- Born: Ebru Yapıcı 26 January 1976 (age 50) Ankara, Turkey
- Education: Marmara University Mimar Sinan University
- Occupations: Actress Screenwriter
- Spouse: Nuri Bilge Ceylan

= Ebru Ceylan =

Turkish photographer, actress, screenwriter and art director

Ebru Ceylan (born 26 January 1976) is a Turkish photographer, actress, screenwriter and art director. She is married to collaborator Nuri Bilge Ceylan.

== Biography ==
Ebru Yapıcı was born in Ankara and studied film and television at Marmara University and Mimar Sinan University. The Ceylans starred together in the 2006 film Climates, which they also co-wrote, beginning a writing collaboration that would include Three Monkeys (2008), Once Upon a Time in Anatolia (2011) and the Palme d'Or-winning Winter Sleep (2014).

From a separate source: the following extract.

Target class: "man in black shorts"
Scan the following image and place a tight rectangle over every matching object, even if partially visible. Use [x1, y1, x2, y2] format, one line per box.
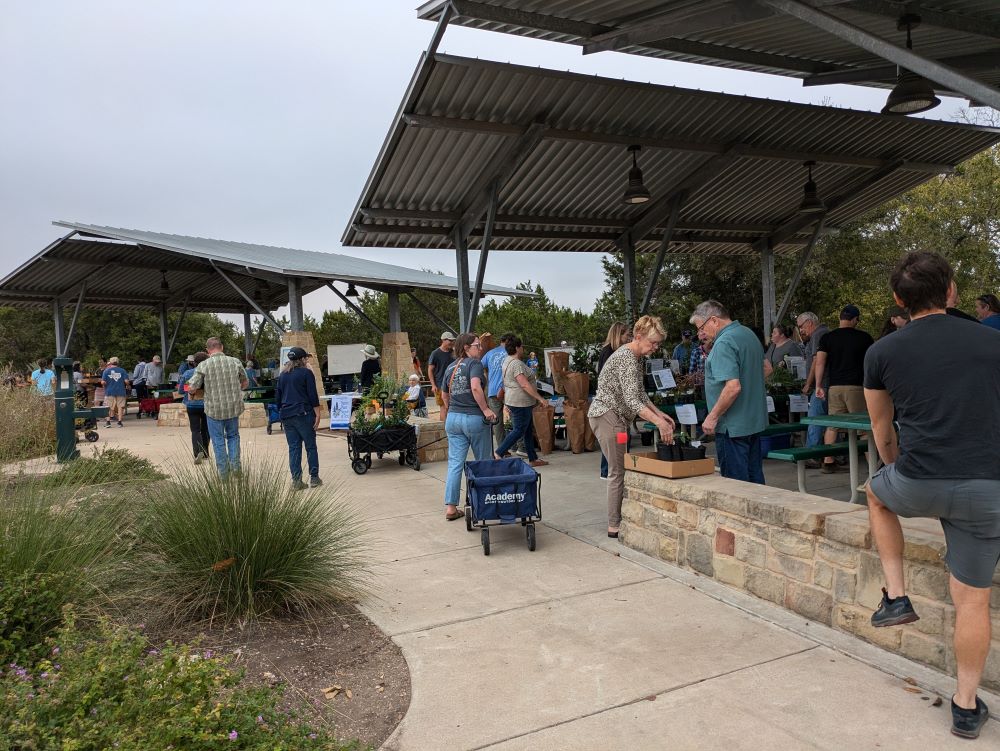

Nuri Bilge described their writing relationship, which Ebru opted to end after Winter Sleep, saying "Since she is my wife she has the right to say anything. We fight a lot actually, sometimes till the morning, but it's very useful". For Winter Sleep, Ebru received a nomination for the European Film Award for Best Screenwriter.

She resumed her writing collaboration with Nuri Bilge, now with Akin Aksun. The Wild Pear Tree (2018) and About Dry Grasses (2023).